İslamiyet'in tek kitabı, tek rehberi Kuran-ı Kerim'dir ancak çoğu tarikatın kutsal kitapmışçasına inandığı kitapları vardır. Bu kitaplar tarikatlarda maalesef Kuran'ın yerini almaktadır.
Kuran'da tüm peygamberler, Allah'ın tüm elçileri isim isim zikredilmişken, bazı tarikat şeyhleri, kendilerini Allah'a yakın, Allah ile aracısız olarak bağlantı kuran şahıslar olarak tanıtır ve bu şekilde beyinleri yıkarlar.
Kuran'da şekilcilik, üstünlük, lüks yoktur
Bilakis lüksten uzak durma, mütevazı (alçakgönüllü) olma öğütlenir.

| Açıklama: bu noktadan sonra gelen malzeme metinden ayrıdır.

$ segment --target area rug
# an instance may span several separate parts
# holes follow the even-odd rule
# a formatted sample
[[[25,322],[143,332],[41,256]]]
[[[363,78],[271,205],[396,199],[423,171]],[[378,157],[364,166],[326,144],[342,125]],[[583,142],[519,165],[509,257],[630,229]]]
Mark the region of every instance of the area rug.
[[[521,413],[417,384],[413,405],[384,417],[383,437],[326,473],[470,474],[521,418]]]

Oysa çoğu tarikat kurucusu afili kıyafetler, son derece pahalı asalar kullanır, yaşadıkları yerler de lüks yerlerdir, kısacası Kuran'da karşı çıkılan, İslamiyet ile bağdaşmayan şeyleri yaşam biçimleri edinmişlerdir.
İslamiyet’te ve Kuran'da toplumsal ve dinsel sınıflar yoktur, oysa bazı tarikatlarda "talebe" "şıh" gibi sınıflandırmalar, "gerçek Müslüman" gibi sıfatlandırmalar söz konusudur.
Bu da hem İslamiyet ile hem de Kuran'la taban tabana zıttır. İslam'da ibadet her ne kadar Allah ile kul arasında ise de, gizli mabetler, gizli toplantılar, dışarıya kapalılık söz konusu değildir, oysa bazı tarikatlar kendilerini ve ayinlerini herkesten gizlerler.
İşte birtakım tarikatların özetle halleri. Sizce Kuran bunları kabul eder mi?
Bunları az çok aklı olan herkes bilir, bunların Kuran'a ve İslamiyet’e ne kadar uzak, ne kadar aykırı olduğunu az çok dini bilgisi olan herkes görebilir. Beyni yıkananlar ya da menfaat peşinde koşan simsarlar dışında tabi...
Bugün ülkemizde onlarca cemaat, yüzlerce tarikat var.
Bunların neredeyse hepsinin de ilçemizde sempatizanları (yakınlık duyan) ve temsilcileri var. Bir zamanlar bunlardan birinin şeyhinin abdest suyunu içenler bile vardı. Bu nasıl bir inanıştır?
İslam tarihinde Peygamberimizin abdest suyunu içen gerçek bir Müslüman’ın adını duydunuz mu? Yüce Peygamberimiz böyle bir şeye meydan verir miydi? Müslümanlar nereye koşuyor? Bu insanlara gerçek İslam neden anlatılmaz ve neden öğretilmez.?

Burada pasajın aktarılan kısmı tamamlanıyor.